The inference is compatible and tested on `python>=3.11`.
```
pip install -r requirements.txt
```
## **Basic Example**
Run the basic example script to synthesize speech:
```bash
python -m examples.basic_example \
--input_text "My name is Dave, and um, I'm from London" \
--ref_audio samples/dave.wav \
--ref_text samples/dave.txt
```
To specify a particular model repo for the backbone or codec, add the `--backbone` argument. Available backbones are listed in [NeuTTS-Air huggingface collection](https://huggingface.co/collections/neuphonic/neutts-air-68cc14b7033b4c56197ef350).
Several examples are available, including a Jupyter notebook in the `examples` folder.
### **Simple One-Code Block Usage**
```python
from neuttsair.neutts import NeuTTSAir
import soundfile as sf
tts = NeuTTSAir( backbone_repo="neuphonic/neutts-air-q4-gguf", backbone_device="cpu", codec_repo="neuphonic/neucodec", codec_device="cpu")
input_text = "My name is Dave, and um, I'm from London."
ref_text = "samples/dave.txt"
ref_audio_path = "samples/dave.wav"
ref_text = open(ref_text, "r").read().strip()
ref_codes = tts.encode_reference(ref_audio_path)
wav = tts.infer(input_text, ref_codes, ref_text)
sf.write("test.wav", wav, 24000)
```
# Tips
NeuTTS Air requires two inputs:
1. A reference audio sample (`.wav` file)
2. A text string
The model then synthesises the text as speech in the style of the reference audio. This is what enables NeuTTS Air’s instant voice cloning capability.

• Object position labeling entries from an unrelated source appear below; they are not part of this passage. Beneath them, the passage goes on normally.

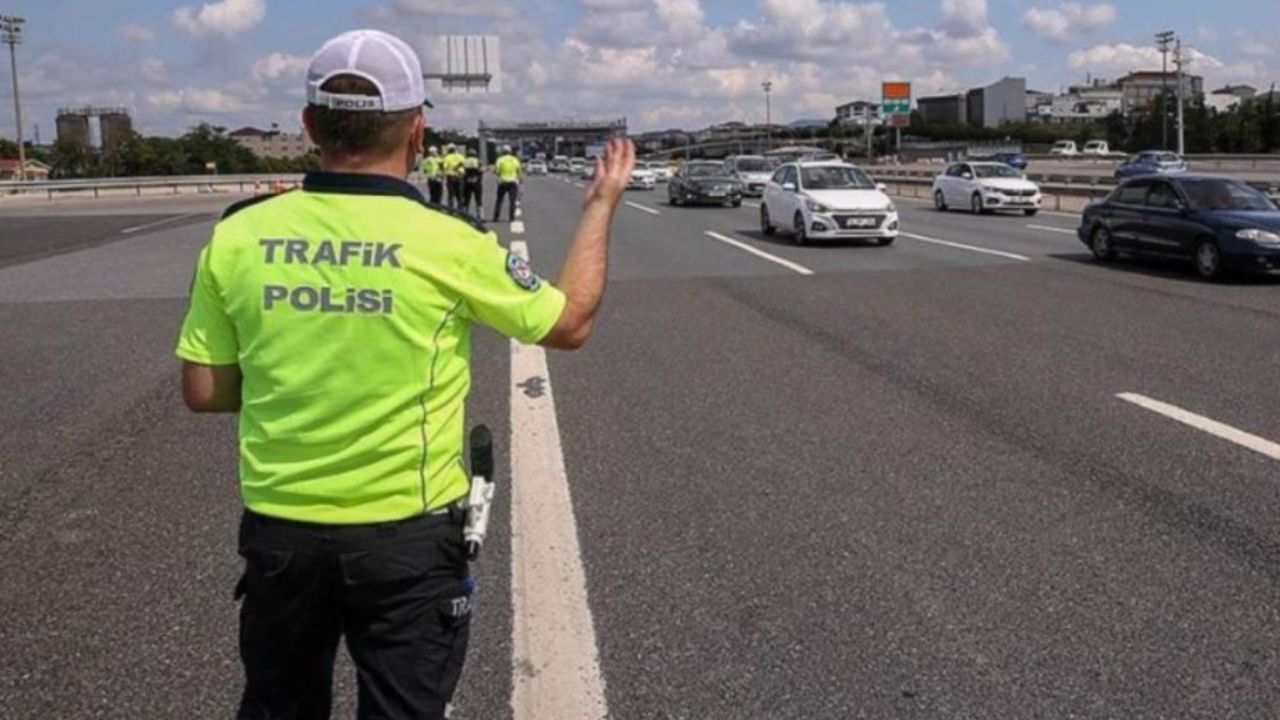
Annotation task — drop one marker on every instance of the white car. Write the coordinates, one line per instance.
(983, 187)
(827, 200)
(661, 171)
(1065, 149)
(752, 171)
(641, 178)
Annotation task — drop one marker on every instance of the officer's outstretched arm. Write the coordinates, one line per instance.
(586, 268)
(211, 388)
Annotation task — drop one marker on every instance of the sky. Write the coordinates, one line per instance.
(659, 63)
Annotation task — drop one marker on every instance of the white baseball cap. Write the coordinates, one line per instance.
(380, 58)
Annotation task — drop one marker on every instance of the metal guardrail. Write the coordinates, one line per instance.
(97, 186)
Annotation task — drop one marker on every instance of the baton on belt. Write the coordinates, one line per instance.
(481, 491)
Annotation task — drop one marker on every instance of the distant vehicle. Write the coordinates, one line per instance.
(1065, 147)
(752, 171)
(827, 200)
(704, 182)
(1220, 224)
(641, 178)
(1097, 149)
(1015, 160)
(662, 172)
(1151, 163)
(984, 187)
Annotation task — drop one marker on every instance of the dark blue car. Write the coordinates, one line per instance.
(1220, 224)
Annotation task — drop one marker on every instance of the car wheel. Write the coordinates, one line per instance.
(1208, 260)
(799, 232)
(766, 226)
(1101, 245)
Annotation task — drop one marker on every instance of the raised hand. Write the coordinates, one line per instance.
(612, 173)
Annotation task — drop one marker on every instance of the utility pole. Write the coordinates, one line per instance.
(1179, 62)
(10, 33)
(768, 113)
(1164, 40)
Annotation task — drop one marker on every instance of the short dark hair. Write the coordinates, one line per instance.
(347, 132)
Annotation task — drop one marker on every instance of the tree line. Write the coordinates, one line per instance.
(188, 154)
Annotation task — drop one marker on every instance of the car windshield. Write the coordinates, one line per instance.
(835, 177)
(996, 172)
(704, 171)
(1207, 195)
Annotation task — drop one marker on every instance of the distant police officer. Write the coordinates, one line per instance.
(337, 322)
(453, 165)
(508, 171)
(472, 183)
(433, 168)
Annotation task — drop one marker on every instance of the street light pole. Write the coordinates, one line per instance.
(10, 33)
(1164, 40)
(768, 113)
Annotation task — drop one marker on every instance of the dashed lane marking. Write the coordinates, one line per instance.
(556, 662)
(969, 247)
(643, 208)
(758, 253)
(1205, 424)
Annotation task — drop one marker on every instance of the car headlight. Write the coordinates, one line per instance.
(1261, 237)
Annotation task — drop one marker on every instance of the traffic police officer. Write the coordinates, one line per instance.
(453, 167)
(472, 183)
(508, 171)
(434, 171)
(337, 322)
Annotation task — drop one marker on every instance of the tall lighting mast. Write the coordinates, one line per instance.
(10, 33)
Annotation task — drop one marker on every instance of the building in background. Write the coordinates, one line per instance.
(76, 127)
(942, 109)
(1001, 101)
(1142, 87)
(273, 142)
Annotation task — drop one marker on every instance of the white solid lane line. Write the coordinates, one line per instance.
(1205, 424)
(1050, 228)
(556, 665)
(643, 208)
(165, 220)
(969, 247)
(740, 245)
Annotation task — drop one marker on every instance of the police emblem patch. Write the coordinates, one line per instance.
(522, 273)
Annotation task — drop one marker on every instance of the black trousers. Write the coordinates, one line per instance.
(510, 190)
(453, 186)
(400, 593)
(472, 191)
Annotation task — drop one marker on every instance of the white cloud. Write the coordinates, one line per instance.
(1069, 19)
(132, 32)
(223, 17)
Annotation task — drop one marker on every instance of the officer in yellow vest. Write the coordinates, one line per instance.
(337, 322)
(510, 172)
(433, 168)
(472, 185)
(453, 163)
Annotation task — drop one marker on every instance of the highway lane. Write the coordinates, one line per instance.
(899, 487)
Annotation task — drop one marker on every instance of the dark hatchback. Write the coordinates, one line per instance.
(704, 183)
(1220, 224)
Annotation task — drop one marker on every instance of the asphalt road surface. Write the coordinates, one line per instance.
(805, 482)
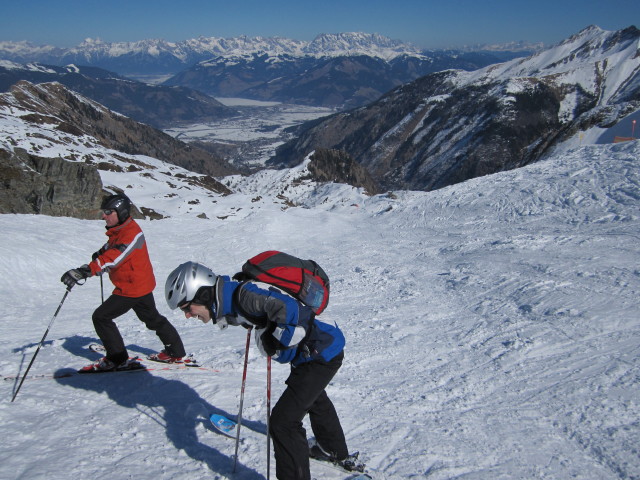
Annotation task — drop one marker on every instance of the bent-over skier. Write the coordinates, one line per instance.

### Example Reference Files
You can find some ready-to-use samples in the `examples` folder:
- `samples/dave.wav`
- `samples/jo.wav`
### Guidelines for Best Results
For optimal performance, reference audio samples should be:
1. **Mono channel**
2. **16-44 kHz sample rate**
3. **3–15 seconds in length**
4. **Saved as a `.wav` file**
5. **Clean** — minimal to no background noise
6. **Natural, continuous speech** — like a monologue or conversation, with few pauses, so the model can capture tone effectively
# **Responsibility**
Every audio file generated by NeuTTS Air includes [**Perth (Perceptual Threshold) Watermarker](https://github.com/resemble-ai/perth).**
# **Disclaimer**
Don't use this model to do bad things… please.